Firms have been warned to make sure their terms and conditions are clearly defined after the Office of Fair Trading announced a crackdown on contracts which are detrimental to customers or breach consumer protection laws.

Currently around 70 per cent of enforcement cases handled by the OFT relate to terms and conditions with at least a fifth of consumers claiming to have had a problem with the small print in contracts over the last 12 months.

Research carried out by the OFT found many contracts contained small print terms that altered the deal consumers believed it to be, or had made it difficult to understand by hiding unfair terms in plain view. At least 80 per cent of cases investigated found people who had experienced a problem said that they had been caught out by a surprise.

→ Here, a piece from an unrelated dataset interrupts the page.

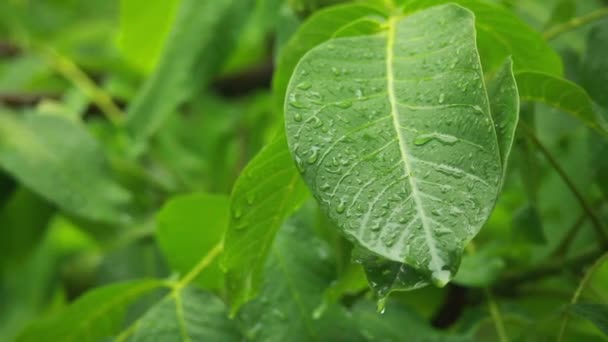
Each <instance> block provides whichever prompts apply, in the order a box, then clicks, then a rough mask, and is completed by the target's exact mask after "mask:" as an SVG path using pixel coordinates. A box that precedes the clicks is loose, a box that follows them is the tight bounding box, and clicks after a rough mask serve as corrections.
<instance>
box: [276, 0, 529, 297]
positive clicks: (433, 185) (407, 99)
mask: <svg viewBox="0 0 608 342" xmlns="http://www.w3.org/2000/svg"><path fill="white" fill-rule="evenodd" d="M474 24H475V23H474V17H473V14H472V13H471V12H470V11H468V10H466V9H464V8H462V7H460V6H457V5H451V4H449V5H442V6H437V7H433V8H430V9H428V10H425V11H421V12H417V13H414V14H412V15H409V16H407V17H405V18H390V19H389V20H388V21H387V23H386V30H385V31H384V32H381V33H379V34H376V35H369V36H358V37H346V38H336V39H333V40H330V41H328V42H326V43H323V44H321V45H319V46H318V47H316V48H315V49H313V50H311V51H310V52H309V53H308V54H307V55H305V56H304V58H303V59H302V60H301V61H300V63H299V64H298V66H297V67H296V70H295V72H294V75H293V76H292V79H291V82H290V84H289V88H288V92H287V99H286V103H285V115H286V129H287V136H288V143H289V146H290V150H291V151H292V154H293V157H294V159H295V160H296V163H297V164H298V165H299V168H300V171H301V172H302V174H303V177H304V180H305V181H306V183H307V185H308V186H309V188H310V189H311V190H312V193H313V194H314V195H315V197H316V199H317V200H318V202H319V204H320V206H321V207H322V208H323V209H324V210H325V212H326V213H327V214H328V215H329V217H330V218H331V219H332V220H333V221H335V222H336V223H337V224H338V225H339V227H340V228H341V230H342V231H343V232H344V233H345V234H346V235H347V236H348V237H349V238H351V239H352V240H353V241H355V242H356V244H357V245H358V246H361V247H362V248H364V249H366V250H368V251H369V252H371V253H373V254H375V255H377V256H380V257H383V258H386V259H387V262H390V261H393V262H397V263H405V266H404V267H411V268H413V269H415V272H413V273H415V274H416V275H423V276H424V278H426V279H429V280H431V281H432V282H434V283H435V284H438V285H444V284H445V283H447V281H449V279H450V278H451V277H452V276H453V274H454V273H455V271H456V269H457V267H458V263H459V260H460V255H461V253H462V249H463V248H464V245H465V244H466V243H467V242H468V241H470V240H471V239H472V238H473V236H475V234H476V233H477V232H478V231H479V229H480V228H481V226H482V225H483V223H484V222H485V221H486V220H487V218H488V216H489V214H490V212H491V210H492V208H493V206H494V203H495V201H496V197H497V194H498V190H499V188H500V184H501V182H502V174H503V163H502V161H501V156H503V155H507V154H508V151H506V152H504V153H501V151H500V149H501V146H502V145H503V142H502V141H501V142H500V143H499V140H498V138H497V133H496V130H495V126H494V122H493V118H492V116H493V115H492V113H491V110H490V105H491V104H490V101H489V100H488V92H487V91H486V86H485V84H484V79H483V72H482V69H481V63H480V61H479V55H478V52H477V48H476V43H475V26H474ZM509 72H510V69H509ZM501 79H502V80H503V81H504V82H507V83H508V84H507V85H505V91H504V92H502V93H501V95H500V96H501V97H504V99H505V100H504V101H502V102H504V103H505V104H509V103H511V102H512V101H511V102H509V99H510V98H509V97H510V96H513V94H515V95H516V90H515V88H514V84H513V83H512V82H510V81H512V77H511V78H508V77H502V78H501ZM499 93H500V91H499ZM503 108H511V106H510V105H508V106H507V105H505V106H503ZM516 114H517V113H515V114H505V115H504V117H505V118H508V119H510V120H513V117H514V116H515V117H516ZM501 117H502V116H501ZM505 121H508V120H506V119H505ZM515 122H516V121H515ZM511 125H512V123H511ZM511 125H506V124H505V126H508V127H511ZM505 132H506V134H501V137H500V138H501V139H502V140H504V145H505V146H508V147H510V141H512V134H511V133H509V132H510V128H508V129H506V131H505ZM509 137H511V138H509ZM393 268H394V267H393ZM368 275H369V274H368Z"/></svg>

Examples of unfair conditions were a football club selling season tickets without guaranteeing seats, extended warranties offering limited cover and an increasing number of sale and rentback deals where the tenancy offered was much less secure than many people realised.

The OFT has also raised concerns about complex, deferred or contingent charges that exceed costs such as businesses which include small print charges that don’t correspond to any service provided or which include obstructions to consumer switching such as imposing onerous cancellation terms.

“The recent economic difficulties have resulted in a lot of companies trying to tighten up on their terms and conditions but great care needs to be taken that any small print cannot be deemed unfair to customers,”

said David Reilly, Commercial Director of Create Ts and Cs, a company specialising in creating tailor made terms and conditions. “A set of Terms and Conditions drafted in plain English, can help a company to differentiate themselves by communicating clearly and openly with their client in mind”

“The OFT will take a dim view of any firm which deliberately or not tries to tie down consumers to unfair contracts.

“Every business needs to review their contracts to make sure their customers are treated properly. Creating fair and transparent terms and conditions is good business sense as it not only offers protection for both parties but builds trust with customers and encourages repeat business.”

However, the use of small print clauses are not automatically unlawful as it depends on the specifics of each contract and a number of other factors.

“On the one hand, we all know that people don’t read the small print of contracts. On the other, small print is a necessary fact of life and consumer law isn’t there to protect the careless or the over-hasty,”

said Heather Clayton, Senior Director of the OFT’s Consumer Group which is calling for the need for small print to be reconciled with the real life behaviour of consumers.

“Consumers should be free to focus on the main elements of the deal, confident that there will be no unwelcome surprises in the small print.”